In the kitchen I flip on the switch beside the sink and a light shivers on overhead. I kneel down and grab the power cord for the refrigerator and plug it into an outlet in the wall. Instantly it begins to hum. A small bedroom is situated just off the living room; a peeling wood dresser is against one wall and a metal bed frame sits beneath a window. There is a mattress, but no pillows or blankets. “I’ll bring you sheets and bedding tomorrow,” I tell him.

“I have a sleeping bag.” He drops his backpack on the floor just inside the bedroom doorway. “I’ll be fine.”

“There’s wood inside the shed just up the path if you want to start a fire. There’s no food in the kitchen, but we have plenty up at the main house. You can come up in the morning for breakfast.”

“Thanks.”

“I wish it weren’t so . . .” I’m not sure what I want to say, how to apologize for it being so dark and mildewed.

“It’s better than sleeping on the beach,” he says before I can locate the right words, and I smile, feeling suddenly exhausted and light-headed and in need of sleep.

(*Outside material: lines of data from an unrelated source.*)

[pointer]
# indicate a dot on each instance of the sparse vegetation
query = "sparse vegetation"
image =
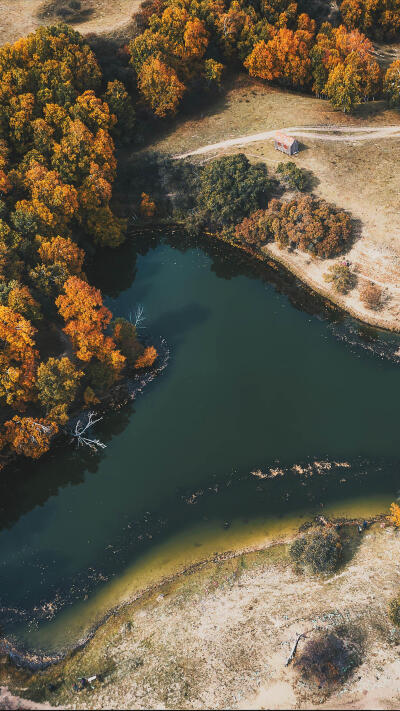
(341, 277)
(311, 225)
(320, 552)
(326, 659)
(371, 296)
(394, 610)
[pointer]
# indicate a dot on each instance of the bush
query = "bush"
(371, 296)
(293, 177)
(311, 225)
(231, 188)
(321, 552)
(253, 231)
(327, 659)
(394, 610)
(341, 277)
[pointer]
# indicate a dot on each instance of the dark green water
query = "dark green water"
(252, 381)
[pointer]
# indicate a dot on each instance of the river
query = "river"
(255, 385)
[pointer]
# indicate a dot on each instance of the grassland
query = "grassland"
(19, 17)
(360, 177)
(219, 637)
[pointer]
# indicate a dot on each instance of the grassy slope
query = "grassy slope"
(19, 17)
(358, 177)
(220, 637)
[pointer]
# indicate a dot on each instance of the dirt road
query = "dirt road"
(323, 133)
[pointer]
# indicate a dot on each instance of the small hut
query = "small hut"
(286, 144)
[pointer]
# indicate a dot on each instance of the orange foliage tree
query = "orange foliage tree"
(81, 307)
(394, 516)
(29, 436)
(18, 359)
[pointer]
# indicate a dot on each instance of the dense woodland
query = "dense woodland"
(62, 111)
(183, 45)
(60, 346)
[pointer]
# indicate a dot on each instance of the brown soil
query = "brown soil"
(220, 636)
(353, 169)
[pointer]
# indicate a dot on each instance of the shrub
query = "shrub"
(394, 610)
(327, 659)
(311, 225)
(394, 516)
(371, 296)
(231, 189)
(341, 278)
(293, 177)
(253, 230)
(321, 552)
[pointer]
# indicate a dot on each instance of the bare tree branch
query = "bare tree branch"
(78, 433)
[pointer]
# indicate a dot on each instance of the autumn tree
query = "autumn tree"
(371, 295)
(311, 225)
(81, 307)
(160, 87)
(391, 83)
(147, 206)
(341, 277)
(121, 106)
(394, 516)
(29, 436)
(18, 359)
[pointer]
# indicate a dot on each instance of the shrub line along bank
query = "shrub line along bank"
(332, 301)
(37, 662)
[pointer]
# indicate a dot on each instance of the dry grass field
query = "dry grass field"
(19, 17)
(219, 637)
(359, 176)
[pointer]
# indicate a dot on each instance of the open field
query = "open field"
(354, 169)
(19, 17)
(219, 637)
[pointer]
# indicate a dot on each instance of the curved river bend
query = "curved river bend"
(254, 384)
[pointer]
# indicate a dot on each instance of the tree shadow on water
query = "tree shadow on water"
(173, 325)
(63, 466)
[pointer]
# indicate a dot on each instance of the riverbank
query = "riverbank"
(355, 175)
(218, 635)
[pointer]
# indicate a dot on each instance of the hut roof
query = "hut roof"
(284, 139)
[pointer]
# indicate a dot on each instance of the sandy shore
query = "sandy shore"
(219, 636)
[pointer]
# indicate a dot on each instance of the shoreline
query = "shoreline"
(273, 259)
(37, 661)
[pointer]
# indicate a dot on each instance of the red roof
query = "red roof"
(285, 140)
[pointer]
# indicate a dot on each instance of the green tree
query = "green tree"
(121, 106)
(293, 177)
(231, 188)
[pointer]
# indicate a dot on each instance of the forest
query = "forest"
(60, 345)
(63, 112)
(187, 45)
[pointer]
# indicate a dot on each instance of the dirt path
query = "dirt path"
(330, 133)
(19, 17)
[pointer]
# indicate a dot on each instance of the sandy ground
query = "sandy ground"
(219, 638)
(19, 17)
(353, 163)
(372, 260)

“See you in the morning,” I say.

He doesn’t say anything else, even though I stand mute for a moment too long, thinking he might. And then I turn, my head swaying, and slip out the door.

Otis and Olga follow me out, and we trudge up the slope to the main house, where I left the back porch light on.





THE ISLAND


The wind is constant.

It howls and tears at siding and rips shingles from roofs. It brings rain and salt air, and in the winter sometimes it brings snow. But for a time each spring, it carries in the lurid and seductive voices of three sisters held captive by the sea, aching to draw out the girls of Sparrow.

From the black waters of the harbor, their song sinks into dreams, permeates the brittle grass that grows along steep cliffs and rotting homes. It settles into the stones that hold up the lighthouse; it floats and swirls in the air until it’s all you can taste and breathe.

This is what cajoles the weak-hearted from sleep, pulls them out of bed and beckons them down to the shore. Like fingers wrapped around their throats, it drags them into the deepest part of the bay among the wreckage of ships long abandoned, pulling them under until the air spills from their lungs and a new thing can slip inside.

This is how they do it—how the sisters are freed from their brackish grave. They steal three bodies and make them their own. And this season, they do it swiftly.





FIVE


I wake with the choking sense of seawater in my throat. I sit upright, fisting my white sheet in both hands. The feeling of drowning claws at my lungs, but it was only a nightmare.

My head throbs, temples pulse, the lingering taste of whiskey still on my tongue.